Leipzig/Nürnberg Die zunehmende Benutzerfreundlichkeit beim Online-Banking mit dem Smartphone geht nach Überzeugung von Informatikern der Universität Erlangen-Nürnberg zwangsläufig auf Kosten der Sicherheit. Der Trend zur Nutzung von Online-Banking mit nur einer App berge die Gefahr von Betrug und Manipulationen etwa bei Überweisungen, warnte am Mittwochabend der Doktorand Vincent Taupert auf dem Kongress des Chaos Computer Clubs (CCC) in Leipzig. Sicherer sei die Zwei-Geräte-Authentifizierung mit einer getrennten Übermittlung der TAN-Daten.

Zusammen mit Nicolas Schneider entwickelte Taupert ein Verfahren, um eine von etlichen Banken und Sparkassen für ihre Apps verwendete Sicherungstechnik eines externen Anbieters auszuschalten.

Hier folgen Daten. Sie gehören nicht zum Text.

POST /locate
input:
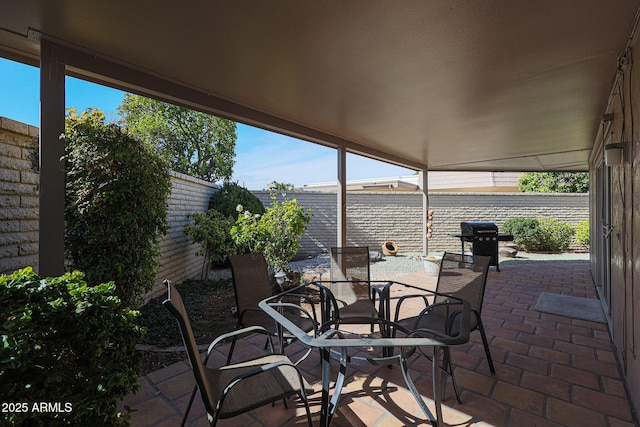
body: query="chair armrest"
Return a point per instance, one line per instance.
(403, 298)
(235, 333)
(261, 370)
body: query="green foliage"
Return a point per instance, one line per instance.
(524, 231)
(195, 143)
(541, 234)
(227, 198)
(209, 304)
(554, 182)
(276, 233)
(279, 186)
(69, 343)
(583, 236)
(116, 208)
(212, 230)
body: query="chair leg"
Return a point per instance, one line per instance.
(485, 343)
(448, 368)
(186, 412)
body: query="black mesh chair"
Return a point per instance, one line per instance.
(350, 285)
(233, 389)
(460, 276)
(252, 284)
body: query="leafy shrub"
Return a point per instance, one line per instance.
(116, 206)
(553, 235)
(212, 230)
(68, 343)
(231, 195)
(554, 182)
(524, 231)
(276, 233)
(582, 233)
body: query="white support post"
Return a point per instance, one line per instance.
(342, 197)
(425, 211)
(52, 179)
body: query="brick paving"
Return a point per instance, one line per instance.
(550, 370)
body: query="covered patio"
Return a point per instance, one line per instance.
(439, 85)
(550, 370)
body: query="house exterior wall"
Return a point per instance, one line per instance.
(620, 232)
(18, 197)
(375, 217)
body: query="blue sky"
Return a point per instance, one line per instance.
(261, 156)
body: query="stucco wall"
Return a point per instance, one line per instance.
(375, 217)
(18, 197)
(178, 255)
(621, 231)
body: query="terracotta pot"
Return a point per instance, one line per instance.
(389, 248)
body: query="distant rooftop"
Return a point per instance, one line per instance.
(437, 182)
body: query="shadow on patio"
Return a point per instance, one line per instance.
(550, 370)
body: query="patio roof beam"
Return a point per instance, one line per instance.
(92, 67)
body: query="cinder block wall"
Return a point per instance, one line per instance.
(179, 260)
(19, 202)
(375, 217)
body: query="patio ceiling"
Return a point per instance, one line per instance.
(452, 85)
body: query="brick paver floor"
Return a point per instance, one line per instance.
(550, 370)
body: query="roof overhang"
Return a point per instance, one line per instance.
(448, 85)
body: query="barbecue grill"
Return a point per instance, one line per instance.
(484, 238)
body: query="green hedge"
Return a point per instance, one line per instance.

Über dieses ziemlich komplexe Verfahren hatte Ende November bereits die „Süddeutsche Zeitung“ berichtet.

Auf dem 34. Chaos Communication Congress (34C3) demonstrierte Taupert nun, wie er eine Konfigurationsdatei manipulieren – „hey, da schreiben wir überall Nullen rein“ - und so den Schutz der Banking-App auf einem Android-Smartphone entfernen konnte. Anschließend war es ihm möglich, den Namen des Empfängers wie den Betrag einer Überweisung zu ändern.

Taupert sagte, er habe den Hersteller der Sicherungstechnik auf die Probleme hingewiesen. Inzwischen gebe es eine neue Version der Schutzsoftware. Bislang seien den Banken nach deren Angaben auch keine Schadensfälle bekannt. Jedoch sei er überzeugt, dass eine „App-Härtung“ über einen zusätzlichen Software-Schutz kein sinnvoller Ersatz für eine unabhängige Zwei-Faktor-Authentifizierung sei, sagte Taupert.

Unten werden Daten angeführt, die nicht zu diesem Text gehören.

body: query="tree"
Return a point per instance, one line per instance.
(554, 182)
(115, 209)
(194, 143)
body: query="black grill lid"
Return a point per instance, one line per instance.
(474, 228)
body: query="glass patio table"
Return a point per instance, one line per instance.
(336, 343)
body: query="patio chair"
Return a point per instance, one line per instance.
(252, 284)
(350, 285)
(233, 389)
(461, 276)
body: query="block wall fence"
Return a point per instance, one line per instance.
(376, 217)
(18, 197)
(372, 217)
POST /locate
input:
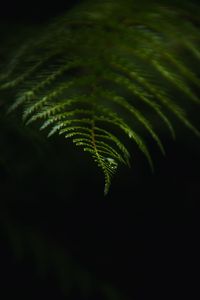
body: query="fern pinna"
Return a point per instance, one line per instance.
(105, 66)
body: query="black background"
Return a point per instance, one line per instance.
(142, 238)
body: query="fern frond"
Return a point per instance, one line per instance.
(109, 69)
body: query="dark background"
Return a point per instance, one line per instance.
(141, 239)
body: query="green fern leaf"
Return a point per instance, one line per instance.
(104, 66)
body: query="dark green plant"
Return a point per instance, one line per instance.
(105, 71)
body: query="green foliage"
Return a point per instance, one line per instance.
(105, 71)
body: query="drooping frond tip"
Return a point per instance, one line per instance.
(107, 69)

Auf dem 34. Chaos Communication Congress (34c3) beschäftigen sich rund 15.000 Teilnehmer bis Samstag in Vorträgen und Workshops mit Schwachstellen von Computertechnik und Internet-Anwendungen sowie mit aktuellen politischen Themen. Der Kongress findet nach fünf Jahren in Hamburg zum ersten Mal in Leipzig statt, er gilt als größter Hackerkongress in Europa.